3) Se isto é verdade, não adianta criar mais empregos. Precisamos de menos empregos: trabalhar menos com salários iguais.
Paradoxalmente, precisamos de mais trabalho, num sentido diferente da palavra. Trabalho no sentido de atividade criativa, que traga satisfação e realização pessoal.
4) A verdadeira dificuldade a enfrentar são os problemas de caráter público. O período de globalização que estamos vivendo pode ser caracterizado de várias formas. A característica mais marcante é a falta de legitimidade para qualquer atividade pública: a política, o partido, o sindicato, a nação.
Os problemas a enfrentar, especialmente no Brasil, são todos de caráter público. Educação de todos os níveis, habitação, planejamento urbano, distribuição de renda.
Os partidos de direita acreditam que tudo isto pode ser resolvido por ONGs voluntárias e que usam muito pouco dinheiro. Não é realista: precisamos de leis e soluções universais.
5) Pensar grande. Se o problema da escassez é cada vez mais problema artificial, criado, não há por que pensar pequeno: hortas comunitárias, leite de soja, minifúndio de subsistência.

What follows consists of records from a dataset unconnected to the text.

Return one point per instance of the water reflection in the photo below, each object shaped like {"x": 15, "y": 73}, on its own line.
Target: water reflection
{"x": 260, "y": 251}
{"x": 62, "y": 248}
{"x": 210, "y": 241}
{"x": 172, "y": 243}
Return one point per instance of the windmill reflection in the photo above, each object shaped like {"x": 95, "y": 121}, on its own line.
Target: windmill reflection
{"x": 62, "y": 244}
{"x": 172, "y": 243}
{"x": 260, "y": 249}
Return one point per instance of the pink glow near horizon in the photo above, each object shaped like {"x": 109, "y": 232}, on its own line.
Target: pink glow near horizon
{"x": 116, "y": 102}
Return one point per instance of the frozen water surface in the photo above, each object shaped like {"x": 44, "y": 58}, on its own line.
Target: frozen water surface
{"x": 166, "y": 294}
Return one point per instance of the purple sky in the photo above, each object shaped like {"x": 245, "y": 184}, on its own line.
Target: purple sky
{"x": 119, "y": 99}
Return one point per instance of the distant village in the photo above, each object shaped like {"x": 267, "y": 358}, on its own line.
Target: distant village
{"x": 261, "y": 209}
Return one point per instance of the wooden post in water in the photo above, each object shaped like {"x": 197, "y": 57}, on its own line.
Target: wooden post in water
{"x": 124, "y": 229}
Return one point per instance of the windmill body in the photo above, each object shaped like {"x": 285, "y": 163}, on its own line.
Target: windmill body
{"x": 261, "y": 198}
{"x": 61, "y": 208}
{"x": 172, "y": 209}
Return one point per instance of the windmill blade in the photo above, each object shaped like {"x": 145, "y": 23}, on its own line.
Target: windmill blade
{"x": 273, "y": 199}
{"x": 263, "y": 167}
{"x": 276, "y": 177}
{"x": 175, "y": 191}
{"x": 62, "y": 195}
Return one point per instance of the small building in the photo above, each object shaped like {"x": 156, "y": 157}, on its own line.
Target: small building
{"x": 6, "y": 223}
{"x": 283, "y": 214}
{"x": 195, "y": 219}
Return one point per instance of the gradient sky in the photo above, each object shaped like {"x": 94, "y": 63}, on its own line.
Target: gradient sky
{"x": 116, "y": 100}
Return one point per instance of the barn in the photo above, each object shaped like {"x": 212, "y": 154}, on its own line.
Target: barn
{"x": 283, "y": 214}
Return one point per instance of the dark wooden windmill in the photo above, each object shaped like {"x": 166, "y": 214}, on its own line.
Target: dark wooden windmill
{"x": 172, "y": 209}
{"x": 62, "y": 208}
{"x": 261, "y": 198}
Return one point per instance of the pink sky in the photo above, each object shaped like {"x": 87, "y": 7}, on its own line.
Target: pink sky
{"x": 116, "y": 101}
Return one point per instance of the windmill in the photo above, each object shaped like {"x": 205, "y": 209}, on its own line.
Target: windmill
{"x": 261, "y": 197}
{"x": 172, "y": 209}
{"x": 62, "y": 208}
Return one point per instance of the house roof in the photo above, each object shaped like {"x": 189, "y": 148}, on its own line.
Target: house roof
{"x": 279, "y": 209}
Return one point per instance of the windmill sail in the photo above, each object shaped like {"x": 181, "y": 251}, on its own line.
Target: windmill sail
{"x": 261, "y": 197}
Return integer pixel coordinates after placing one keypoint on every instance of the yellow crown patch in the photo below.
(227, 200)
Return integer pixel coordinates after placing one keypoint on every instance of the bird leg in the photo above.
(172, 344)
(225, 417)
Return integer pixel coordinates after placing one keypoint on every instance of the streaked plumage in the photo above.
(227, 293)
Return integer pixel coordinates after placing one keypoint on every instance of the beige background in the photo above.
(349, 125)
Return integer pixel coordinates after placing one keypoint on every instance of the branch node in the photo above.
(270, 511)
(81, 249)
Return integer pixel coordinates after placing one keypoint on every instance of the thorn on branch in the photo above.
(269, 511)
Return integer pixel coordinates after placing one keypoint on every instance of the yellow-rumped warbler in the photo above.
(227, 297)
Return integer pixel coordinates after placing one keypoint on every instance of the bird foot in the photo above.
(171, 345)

Na realidade, os problemas econômicos do mundo são problemas criados pela idéia de escassez. Ficamos cada vez mais ricos e cada vez mais pão- duros.
Se a esquerda quer renovar e repensar os problemas do mundo, é preciso antes se livrar dessas restrições artificiais. Os alunos devem estudar em tempo integral, como disse Darcy Ribeiro, e por mais tempo. Os trabalhadores devem se aposentar mais cedo. Os menos capazes e eficientes podem ser perdoados e ajudados. Afinal de contas sobra mão-de-obra.
A universidade deve pesquisar com mais liberdade e com horizonte de tempo mais amplo. As habitações populares podem ser maiores, as rodovias mais amplas, o transporte público melhor e mais barato, as férias mais longas, o trabalho mais agradável e assim por diante.
Parecem coisas do mundo da Lua. Por isso são sugestões para partidos de esquerda: representam anseios e sonhos por mundo melhor.


João Sayad, 51, economista, professor da Faculdade de Economia e Administração da USP e ex-ministro do Planejamento (governo José Sarney), escreve às segundas-feiras nesta coluna.